Wesel. . Der Hobby-Archäologe entdeckt im Internet Nachweise für die Existenz von Burg Dravewinkel. Auf der Suche nach weiteren historischen Quellen für den Grafensitz wird er auch in Wesels Stadtbibliothek fündig

Dass im Mittelalter einen Steinwurf von Wesels Stadtgrenze entfernt eine Burg der Grafen von Kleve gestanden hat, die im Laufe der Jahrhunderte in Vergessenheit geriet, ist an sich schon bemerkenswert. Dass diese dann aber von einem Hobby-Archäologen ausgerechnet im Internet „gefunden“ wird, mutet wie ein verfrühter Aprilscherz an. Peter Bruns, ehrenamtlicher Mitarbeiter beim LVR-Amt für Bodendenkmalpflege im Rheinland, ist dieses Kunststück gelungen. Auf Einladung der Historischen Vereinigung Wesel berichtete er im Centrum an der Ritterstraße ausführlich, wie es dazu kam.

Staunende Besucher

Jeder kann online zum Forscher werden

248 Burgen standen bis zum ausgehenden Mittelalter im Rheinland. Daneben sind zahlreiche Gebäude, Straßen und Militär-Standorte noch unentdeckt.

Auf der Internetseite www.tim-online.nrw.de können sich Interessierte auf die Suche begeben. Dort kann man eine Karte öffnen, bis der Wohnort erkennbar wird.

„Dravewinkel - Eine vergessene Burg der Grafen von Kleve in Wesel“ - der Titel des Referates versprach Spannung und so wunderte es wenig, dass der Vortragsraum komplett besetzt war. Gleich zu Beginn kamen die Besucher aus dem Staunen nicht mehr heraus. Etwa als Bruns seine Recherchequelle, eine öffentlich zugängliche Internetseite des Landes NRW, offenlegte. Diese Website bietet neben herkömmlichen Straßenkarten eine ganz spezielle Sicht auf die Städte, Dörfer und Landschaften. Möglich macht dies das „Airborne Laserscanning“, welches in weiten Teilen die herkömmlichen Luftbildaufnahmen abgelöst hat.

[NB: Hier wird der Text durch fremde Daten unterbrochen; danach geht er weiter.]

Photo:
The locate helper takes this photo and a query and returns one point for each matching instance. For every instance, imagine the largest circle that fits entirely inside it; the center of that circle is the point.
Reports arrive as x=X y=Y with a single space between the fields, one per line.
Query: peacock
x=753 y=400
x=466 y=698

Ein kleiderschrankgroßer Scanner, unter einem Flugzeug oder Hubschrauber befestigt, tastet das Terrain ab und erstellt auf diese Weise eine topografische Karte von nie dagewesener Genauigkeit. Selbst kleinste Vertiefungen im Boden wie beispielsweise Ackerfurchen werden dadurch sichtbar. „Das Beste daran ist aber, dass es mit dieser Methode erstmals möglich ist, den Waldboden sichtbar zu machen“, erklärte Bruns, hauptberuflich Diplom-Heilpädagoge.

Auf diesen Karten, die wie Reliefzeichnungen anmuten, zeigte Bruns dem Publikum die Umrisse eines niederländischen Militärlagers aus dem 17. Jahrhundert bei Flüren, Gräberfelder aus der vorchristlichen Zeit im Bislicher Wald oder eine weitere Burg in der Lühler Heide nahe Hünxe.

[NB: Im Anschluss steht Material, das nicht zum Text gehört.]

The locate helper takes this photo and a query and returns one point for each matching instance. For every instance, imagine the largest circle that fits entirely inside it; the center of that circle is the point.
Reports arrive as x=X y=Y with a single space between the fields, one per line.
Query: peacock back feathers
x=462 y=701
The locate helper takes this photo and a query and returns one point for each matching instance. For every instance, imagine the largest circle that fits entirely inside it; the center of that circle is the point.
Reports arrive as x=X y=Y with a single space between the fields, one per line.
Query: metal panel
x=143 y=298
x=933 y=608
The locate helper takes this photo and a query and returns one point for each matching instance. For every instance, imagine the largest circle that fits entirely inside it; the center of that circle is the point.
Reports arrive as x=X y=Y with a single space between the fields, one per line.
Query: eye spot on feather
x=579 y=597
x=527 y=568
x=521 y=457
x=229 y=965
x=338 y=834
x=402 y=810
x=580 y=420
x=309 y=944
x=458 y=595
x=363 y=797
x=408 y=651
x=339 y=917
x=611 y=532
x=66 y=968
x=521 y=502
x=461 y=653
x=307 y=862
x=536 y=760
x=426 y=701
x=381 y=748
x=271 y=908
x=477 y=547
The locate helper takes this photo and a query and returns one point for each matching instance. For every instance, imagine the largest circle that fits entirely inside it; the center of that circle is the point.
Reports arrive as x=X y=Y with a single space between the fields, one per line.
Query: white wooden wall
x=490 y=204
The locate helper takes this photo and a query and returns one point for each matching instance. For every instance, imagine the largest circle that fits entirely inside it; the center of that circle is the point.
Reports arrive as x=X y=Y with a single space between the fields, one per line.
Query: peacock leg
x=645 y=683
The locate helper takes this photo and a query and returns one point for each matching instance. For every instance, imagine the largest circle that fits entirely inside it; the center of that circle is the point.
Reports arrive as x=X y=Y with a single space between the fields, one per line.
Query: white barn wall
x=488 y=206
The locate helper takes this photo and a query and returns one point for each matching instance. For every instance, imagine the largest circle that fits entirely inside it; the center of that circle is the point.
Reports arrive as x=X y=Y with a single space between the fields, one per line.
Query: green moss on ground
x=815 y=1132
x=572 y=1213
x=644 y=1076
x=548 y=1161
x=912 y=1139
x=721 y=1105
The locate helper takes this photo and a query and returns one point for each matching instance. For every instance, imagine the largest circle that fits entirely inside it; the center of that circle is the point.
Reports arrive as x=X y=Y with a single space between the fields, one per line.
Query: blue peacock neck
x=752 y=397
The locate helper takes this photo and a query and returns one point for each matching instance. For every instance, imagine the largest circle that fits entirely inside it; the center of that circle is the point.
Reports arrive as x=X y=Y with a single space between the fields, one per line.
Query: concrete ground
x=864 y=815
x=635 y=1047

Dann wanderte Bruns auf der Karte auf eine Stelle östlich von Wesel an der Lippe. „Erkennen sie die Burg Dravewinkel?“, fragte er in die Runde. Gewusst wie ist vieles einfacher, und so verwundert es wenig, dass die meisten der Anwesenden nickten. Deutlich waren die Umrisse der Schutzmauer und der Turm in der Mitte zu erkennen. So deutlich, dass sich viele fragten, warum Wesels vergessene Burg nicht eher entdeckt worden ist.

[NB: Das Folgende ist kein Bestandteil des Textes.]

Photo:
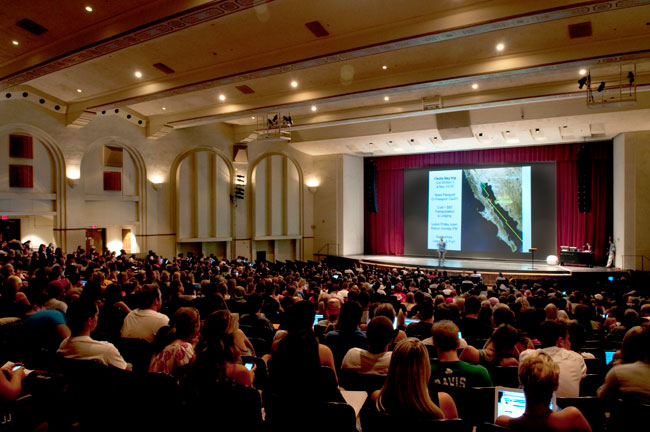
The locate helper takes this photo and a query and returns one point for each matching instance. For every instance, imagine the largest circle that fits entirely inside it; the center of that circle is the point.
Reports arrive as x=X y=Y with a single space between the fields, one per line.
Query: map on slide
x=499 y=190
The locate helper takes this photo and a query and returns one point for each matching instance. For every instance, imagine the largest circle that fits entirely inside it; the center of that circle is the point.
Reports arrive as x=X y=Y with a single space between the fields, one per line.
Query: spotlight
x=582 y=81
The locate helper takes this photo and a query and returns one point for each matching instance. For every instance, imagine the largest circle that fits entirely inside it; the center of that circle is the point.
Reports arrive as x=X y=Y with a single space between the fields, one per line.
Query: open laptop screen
x=512 y=402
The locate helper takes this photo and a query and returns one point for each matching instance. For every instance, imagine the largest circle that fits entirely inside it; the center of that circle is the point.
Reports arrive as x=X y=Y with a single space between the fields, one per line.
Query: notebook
x=512 y=402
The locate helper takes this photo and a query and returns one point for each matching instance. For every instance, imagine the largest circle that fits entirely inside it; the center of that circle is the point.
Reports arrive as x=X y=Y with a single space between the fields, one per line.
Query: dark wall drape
x=384 y=230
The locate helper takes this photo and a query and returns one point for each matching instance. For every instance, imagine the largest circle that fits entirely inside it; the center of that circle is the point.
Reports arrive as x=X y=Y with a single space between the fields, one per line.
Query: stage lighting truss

Ruine bis in die 1830er Jahre

„Mit der Sichtung auf der Karte weiß man noch lange nicht, um was es sich handelt“ erklärte Bruns, der Inhaber des LVR-Rheinlandtalers ist. Auf der Suche nach historischen Quellen wurde er in Wesels Bücherei fündig. Insgesamt fünf historische Nachweise für die Existenz von Burg Dravewinkel konnte er dort entdecken. Darin wurde bestätigt, dass der Grafensitz im Zeitraum zwischen 1255 und 1345 bewohnt war und später nach und nach verfiel. Dass die Ruine der Burg tatsächlich noch bis in die 1830er Jahre bestanden haben muss, belegen zwei Zeichnungen des Landschaftsmalers Heinrich Funk. Sie zeigen eine offensichtlich funktionstüchtige Windmühle innerhalb der Schlossruine.